“Sra. Victoria, está na hora de tomar o cálcio.”
“Pode trazer.”
Victoria fez um sinal com a mão.
A assistente se aproximou da cama, entregando o comprimido de cálcio e um copo de água.
Adriana estava muito perto e sentiu o cheiro do comprimido.
Sem saber por quê, ela instintivamente pegou as coisas das mãos da assistente.
“Deixa que eu dou.

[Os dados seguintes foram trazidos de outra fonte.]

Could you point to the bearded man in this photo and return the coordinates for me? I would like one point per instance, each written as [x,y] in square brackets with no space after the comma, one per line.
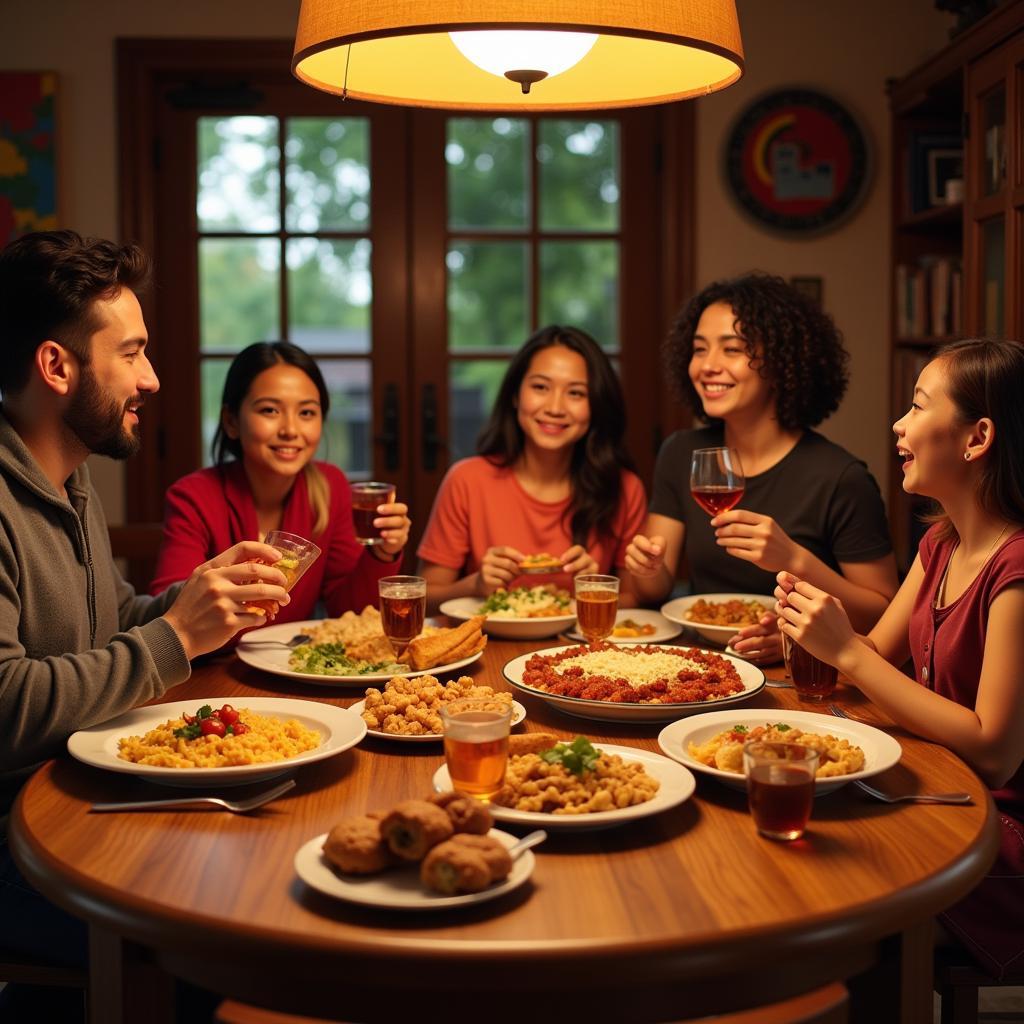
[77,645]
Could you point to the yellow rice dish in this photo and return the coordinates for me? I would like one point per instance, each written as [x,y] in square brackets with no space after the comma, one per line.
[267,739]
[725,752]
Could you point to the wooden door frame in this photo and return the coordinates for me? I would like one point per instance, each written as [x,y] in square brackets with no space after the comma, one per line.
[665,214]
[145,70]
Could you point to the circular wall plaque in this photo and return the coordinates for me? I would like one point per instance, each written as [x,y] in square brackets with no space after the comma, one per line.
[797,161]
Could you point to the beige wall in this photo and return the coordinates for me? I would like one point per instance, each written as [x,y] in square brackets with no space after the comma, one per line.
[847,47]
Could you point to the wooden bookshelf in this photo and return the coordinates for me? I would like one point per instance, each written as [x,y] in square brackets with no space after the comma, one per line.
[956,253]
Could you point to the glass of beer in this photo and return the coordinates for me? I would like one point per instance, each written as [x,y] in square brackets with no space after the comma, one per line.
[813,679]
[297,554]
[780,786]
[366,497]
[476,745]
[717,479]
[597,604]
[403,605]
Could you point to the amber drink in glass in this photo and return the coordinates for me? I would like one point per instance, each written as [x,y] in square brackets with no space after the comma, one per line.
[813,679]
[597,604]
[780,786]
[366,497]
[403,605]
[476,745]
[297,554]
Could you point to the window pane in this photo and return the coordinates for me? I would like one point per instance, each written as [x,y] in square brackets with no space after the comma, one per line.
[993,275]
[994,127]
[239,177]
[487,294]
[579,170]
[327,174]
[329,294]
[473,387]
[580,288]
[487,172]
[238,292]
[211,388]
[348,429]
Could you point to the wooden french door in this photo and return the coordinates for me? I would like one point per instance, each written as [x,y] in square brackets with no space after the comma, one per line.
[410,251]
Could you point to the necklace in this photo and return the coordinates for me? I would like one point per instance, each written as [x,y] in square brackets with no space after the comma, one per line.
[941,589]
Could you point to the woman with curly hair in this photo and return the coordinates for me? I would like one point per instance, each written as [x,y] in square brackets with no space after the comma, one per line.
[761,364]
[551,475]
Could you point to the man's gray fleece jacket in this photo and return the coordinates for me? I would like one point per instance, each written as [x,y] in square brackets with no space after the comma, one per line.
[77,645]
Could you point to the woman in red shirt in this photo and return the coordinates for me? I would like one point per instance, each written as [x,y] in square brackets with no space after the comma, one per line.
[552,477]
[265,477]
[960,613]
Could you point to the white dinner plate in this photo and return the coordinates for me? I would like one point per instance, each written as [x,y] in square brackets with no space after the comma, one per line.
[678,609]
[881,751]
[98,744]
[518,715]
[677,785]
[270,657]
[750,675]
[508,629]
[664,628]
[399,888]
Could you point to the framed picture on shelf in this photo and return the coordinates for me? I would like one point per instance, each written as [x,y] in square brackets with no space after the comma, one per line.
[944,166]
[813,288]
[947,151]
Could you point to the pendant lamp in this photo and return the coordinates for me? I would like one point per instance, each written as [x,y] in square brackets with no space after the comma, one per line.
[518,54]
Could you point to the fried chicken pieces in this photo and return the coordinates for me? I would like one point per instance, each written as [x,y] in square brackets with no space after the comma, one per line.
[446,834]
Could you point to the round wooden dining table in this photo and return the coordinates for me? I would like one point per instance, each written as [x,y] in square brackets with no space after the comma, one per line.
[666,918]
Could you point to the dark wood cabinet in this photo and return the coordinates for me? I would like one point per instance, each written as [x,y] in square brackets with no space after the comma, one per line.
[957,214]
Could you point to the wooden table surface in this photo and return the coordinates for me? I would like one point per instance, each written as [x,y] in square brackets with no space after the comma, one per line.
[682,913]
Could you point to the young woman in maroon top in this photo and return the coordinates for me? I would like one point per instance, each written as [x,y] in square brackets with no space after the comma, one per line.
[960,613]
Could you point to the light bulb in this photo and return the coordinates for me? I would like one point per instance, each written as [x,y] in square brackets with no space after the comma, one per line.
[506,53]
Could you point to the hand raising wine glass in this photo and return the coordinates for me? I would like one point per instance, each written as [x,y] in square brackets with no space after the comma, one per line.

O osso púbico da minha mãe está doendo. Veja se consegue um travesseiro pequeno para apoiar.”
“Sra. Guerreiro, pode deixar, vou procurar um para a senhora agora mesmo. Mas é melhor tomar o cálcio primeiro, o médico insistiu para não esquecer.”
A assistente estendeu a mão para pegar as coisas de volta.
Adriana a encarou: “Eu não estou aqui para garantir que minha mãe tome?”
A assistente sorriu: “Sim, senhora. Então vou procurar o travesseiro.”
Ela se virou para sair, mas a porta se fechou muito devagar.
Era como se um par de olhos a observasse pela fresta.
Adriana entregou o comprimido, e Victoria o engoliu.
A porta se fechou no mesmo instante.
Quase simultaneamente, Adriana deu um tapa forte nas costas de Victoria.
Victoria cuspiu o comprimido na mesma hora.
Ela tinha dificuldade para engolir remédios; quanto maior o comprimido, mais difícil era.
Às vezes, precisava de um copo inteiro de água para um único comprimido.
O remédio quase se dissolvia antes que ela conseguisse engolir.
Por isso, Adriana não se preocupou que Victoria engolisse o cálcio.
Victoria tossiu algumas vezes: “O que foi? Que susto!”
“Mãe, você toma este remédio todos os dias?”
“Sim. O médico me disse que preciso tomar. Afinal, já tenho uma certa idade, não sou como vocês, jovens.” explicou Victoria.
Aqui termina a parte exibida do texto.